Deuteronomium 5:17

Gij zult niet doodslaan.

Exodus 20:13

Gij zult niet doodslaan.

Mattheüs 5:21-22

Gij hebt gehoord, dat tot de ouden gezegd is: Gij zult niet doden; maar zo wie doodt, die zal strafbaar zijn door het gericht.

Genesis 9:6

Wie des mensen bloed vergiet, zijn bloed zal door den mens vergoten worden; want God heeft den mens naar Zijn beeld gemaakt.

Mattheüs 19:18

Hij zeide tot Hem: Welke?
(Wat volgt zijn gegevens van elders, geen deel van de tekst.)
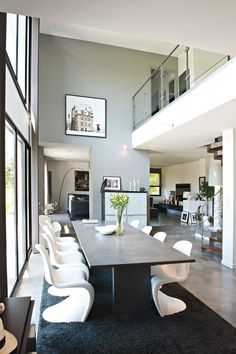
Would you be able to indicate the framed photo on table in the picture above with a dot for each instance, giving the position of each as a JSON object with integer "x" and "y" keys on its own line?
{"x": 85, "y": 116}
{"x": 184, "y": 217}
{"x": 112, "y": 183}
{"x": 193, "y": 218}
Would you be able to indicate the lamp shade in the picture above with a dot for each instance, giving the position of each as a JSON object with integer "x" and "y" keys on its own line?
{"x": 215, "y": 173}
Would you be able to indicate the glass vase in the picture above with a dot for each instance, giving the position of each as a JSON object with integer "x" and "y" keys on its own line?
{"x": 119, "y": 221}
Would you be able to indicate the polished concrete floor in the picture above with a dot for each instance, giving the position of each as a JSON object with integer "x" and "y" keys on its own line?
{"x": 209, "y": 281}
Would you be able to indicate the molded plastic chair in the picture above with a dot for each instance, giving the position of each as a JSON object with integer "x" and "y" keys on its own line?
{"x": 167, "y": 305}
{"x": 135, "y": 223}
{"x": 56, "y": 229}
{"x": 67, "y": 282}
{"x": 65, "y": 259}
{"x": 147, "y": 229}
{"x": 160, "y": 236}
{"x": 60, "y": 246}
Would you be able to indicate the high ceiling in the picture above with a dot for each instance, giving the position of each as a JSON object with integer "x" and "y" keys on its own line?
{"x": 151, "y": 25}
{"x": 145, "y": 25}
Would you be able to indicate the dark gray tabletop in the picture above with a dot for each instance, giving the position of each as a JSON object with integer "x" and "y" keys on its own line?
{"x": 132, "y": 248}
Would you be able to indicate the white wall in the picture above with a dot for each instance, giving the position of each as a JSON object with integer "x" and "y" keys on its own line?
{"x": 69, "y": 66}
{"x": 188, "y": 172}
{"x": 15, "y": 108}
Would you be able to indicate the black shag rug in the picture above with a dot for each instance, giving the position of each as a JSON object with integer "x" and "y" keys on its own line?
{"x": 198, "y": 329}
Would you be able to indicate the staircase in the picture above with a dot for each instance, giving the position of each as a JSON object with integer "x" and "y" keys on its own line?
{"x": 216, "y": 148}
{"x": 213, "y": 235}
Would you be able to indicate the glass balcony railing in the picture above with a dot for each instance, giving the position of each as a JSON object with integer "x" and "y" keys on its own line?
{"x": 182, "y": 70}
En Jezus zeide: Deze: Gij zult niet doden; gij zult geen overspel doen; gij zult niet stelen; gij zult geen valse getuigenis geven;

Romeinen 13:9

Want dit: Gij zult geen overspel doen, gij zult niet doden, gij zult niet stelen, gij zult geen valse getuigenis geven, gij zult niet begeren; en zo er enig ander gebod is, wordt in dit woord als in een hoofdsom begrepen, namelijk in dit: Gij zult uw naaste liefhebben gelijk uzelven.

Jakobus 2:11

Want Die gezegd heeft: Gij zult geen overspel doen, Die heeft ook gezegd: Gij zult niet doden. Indien gij nu geen overspel zult doen, maar zult doden, zo zijt gij een overtreder der wet geworden.